Full teaching notes and student sheets are available to download from the Nuffield Foundation.

Practical 3 – Investigating the effect of pH on amylase activity

Another reliable class practical from the Nuffield Foundation, this time measuring the time taken for amylase to completely break down starch at different pHs. Again, students can work in groups of five or six with each student working at a different pH before pooling results.

Virtual lab

However, if time is tight, one alternative is to use the excellent Virtual Lab from McGraw-Hill Education, in which students can investigate both the effect of pH and substrate concentration on an enzyme-catalysed reaction from their computer or tablet.

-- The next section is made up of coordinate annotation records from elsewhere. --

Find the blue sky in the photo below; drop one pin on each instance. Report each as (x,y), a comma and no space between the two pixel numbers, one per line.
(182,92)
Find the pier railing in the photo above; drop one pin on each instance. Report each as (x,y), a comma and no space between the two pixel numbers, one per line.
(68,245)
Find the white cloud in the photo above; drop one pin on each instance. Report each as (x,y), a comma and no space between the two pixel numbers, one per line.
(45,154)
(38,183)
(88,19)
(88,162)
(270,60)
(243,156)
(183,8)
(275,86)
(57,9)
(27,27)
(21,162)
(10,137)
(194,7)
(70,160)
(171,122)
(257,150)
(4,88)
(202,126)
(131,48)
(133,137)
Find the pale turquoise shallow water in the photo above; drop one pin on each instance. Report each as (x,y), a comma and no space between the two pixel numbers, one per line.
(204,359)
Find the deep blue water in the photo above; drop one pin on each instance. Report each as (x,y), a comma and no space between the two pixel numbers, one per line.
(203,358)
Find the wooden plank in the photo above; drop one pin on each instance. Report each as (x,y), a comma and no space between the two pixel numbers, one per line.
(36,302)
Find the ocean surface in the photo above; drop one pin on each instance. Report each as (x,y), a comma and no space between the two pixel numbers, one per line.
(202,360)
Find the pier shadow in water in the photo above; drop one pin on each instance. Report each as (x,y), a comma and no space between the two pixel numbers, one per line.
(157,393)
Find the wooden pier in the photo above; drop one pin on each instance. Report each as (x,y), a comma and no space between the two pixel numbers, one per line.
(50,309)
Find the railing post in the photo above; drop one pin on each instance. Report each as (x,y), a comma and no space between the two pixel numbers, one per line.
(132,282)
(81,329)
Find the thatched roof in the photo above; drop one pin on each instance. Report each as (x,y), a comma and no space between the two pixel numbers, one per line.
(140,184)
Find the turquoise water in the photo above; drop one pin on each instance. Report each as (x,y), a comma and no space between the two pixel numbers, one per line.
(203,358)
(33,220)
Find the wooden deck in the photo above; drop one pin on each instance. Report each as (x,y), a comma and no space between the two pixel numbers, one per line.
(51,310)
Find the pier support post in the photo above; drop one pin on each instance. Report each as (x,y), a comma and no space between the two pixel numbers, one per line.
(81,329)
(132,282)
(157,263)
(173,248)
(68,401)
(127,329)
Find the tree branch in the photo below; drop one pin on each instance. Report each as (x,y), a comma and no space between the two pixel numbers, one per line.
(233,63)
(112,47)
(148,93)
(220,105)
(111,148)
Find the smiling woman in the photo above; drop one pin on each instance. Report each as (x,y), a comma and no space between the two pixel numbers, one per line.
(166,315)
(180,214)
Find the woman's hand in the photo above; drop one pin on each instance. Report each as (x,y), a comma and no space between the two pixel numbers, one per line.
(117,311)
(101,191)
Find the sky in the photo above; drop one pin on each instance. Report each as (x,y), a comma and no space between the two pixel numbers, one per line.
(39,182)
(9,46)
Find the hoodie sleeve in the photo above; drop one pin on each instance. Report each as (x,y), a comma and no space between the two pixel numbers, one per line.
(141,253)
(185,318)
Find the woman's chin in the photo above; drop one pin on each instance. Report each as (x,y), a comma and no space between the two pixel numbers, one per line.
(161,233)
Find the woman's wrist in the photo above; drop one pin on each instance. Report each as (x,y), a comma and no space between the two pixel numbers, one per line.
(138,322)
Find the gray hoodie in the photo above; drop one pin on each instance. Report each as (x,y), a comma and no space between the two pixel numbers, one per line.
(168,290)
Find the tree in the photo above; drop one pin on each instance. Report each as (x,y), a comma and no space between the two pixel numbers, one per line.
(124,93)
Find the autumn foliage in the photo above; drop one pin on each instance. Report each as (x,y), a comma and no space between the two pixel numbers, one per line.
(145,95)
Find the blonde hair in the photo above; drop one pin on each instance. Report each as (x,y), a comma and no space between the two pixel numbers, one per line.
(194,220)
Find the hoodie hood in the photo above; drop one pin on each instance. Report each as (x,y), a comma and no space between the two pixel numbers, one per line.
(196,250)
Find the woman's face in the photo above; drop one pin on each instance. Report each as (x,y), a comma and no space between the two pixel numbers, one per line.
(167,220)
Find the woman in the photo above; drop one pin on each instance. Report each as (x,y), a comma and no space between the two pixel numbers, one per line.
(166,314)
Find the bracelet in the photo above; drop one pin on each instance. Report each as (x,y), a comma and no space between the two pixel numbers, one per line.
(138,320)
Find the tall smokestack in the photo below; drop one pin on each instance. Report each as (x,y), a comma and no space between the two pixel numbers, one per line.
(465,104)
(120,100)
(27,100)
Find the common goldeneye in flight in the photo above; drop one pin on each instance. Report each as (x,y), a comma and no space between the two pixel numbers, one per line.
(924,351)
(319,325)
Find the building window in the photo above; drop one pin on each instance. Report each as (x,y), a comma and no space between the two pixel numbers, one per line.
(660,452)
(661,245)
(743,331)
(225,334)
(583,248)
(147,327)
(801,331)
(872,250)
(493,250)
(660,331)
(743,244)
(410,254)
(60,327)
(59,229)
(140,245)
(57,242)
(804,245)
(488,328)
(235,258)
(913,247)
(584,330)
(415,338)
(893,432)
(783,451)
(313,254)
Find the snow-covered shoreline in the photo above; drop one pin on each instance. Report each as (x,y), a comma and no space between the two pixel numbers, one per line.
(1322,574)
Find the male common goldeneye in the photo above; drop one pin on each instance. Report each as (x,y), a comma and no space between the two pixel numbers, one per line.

Screen Shot 2559-08-13 at 12.52.26

BBC Bitesize

A nice video from BBC Bitesize which can be used to summarise much of the Key Stage 3 and Key Stage 4 content on enzymes.

LEGO and M&M Half-Life

The half-life of a radioactive substance is the time it takes for the number of parent nuclei in a sample to halve, or for the count rate from the original substance to fall to half its initial level. Half-life is random and it is impossible to know which individual parent nucleus will be the next to decay. LEGO and M&Ms can be used to model this random decay while also negating the need for students to handle radioactive materials.

M&Ms

791px-Plain-M&Ms-Pile

Students start with 100 M&Ms (other sweets can be used so long as there are two distinct sides e.g. Skittles) and tip them into a tray. Record the number of M&Ms which have landed face-up (these represent parent nuclei which have decayed). Remove these ‘decayed’ nuclei and tip the remaining M&Ms into a second tray. Once again count the ones that have ‘decayed’ and repeat until all of the M&Ms have gone. Use the data to plot a half-life curve.

LEGO

Lego_Color_Bricks

Students throw 60 2×2 LEGO bricks into a tray and remove all of the bricks that land studs-up (these represent parent nuclei which have decayed). Stack these bricks together to show the activity i.e. the number of decays per throw. Throw the remaining LEGO bricks and again remove those that have ‘decayed.’ Stack these into a second column and place this next to the first to quite literally build an activity vs. throws bar chart. Repeat until all of the LEGO bricks have gone.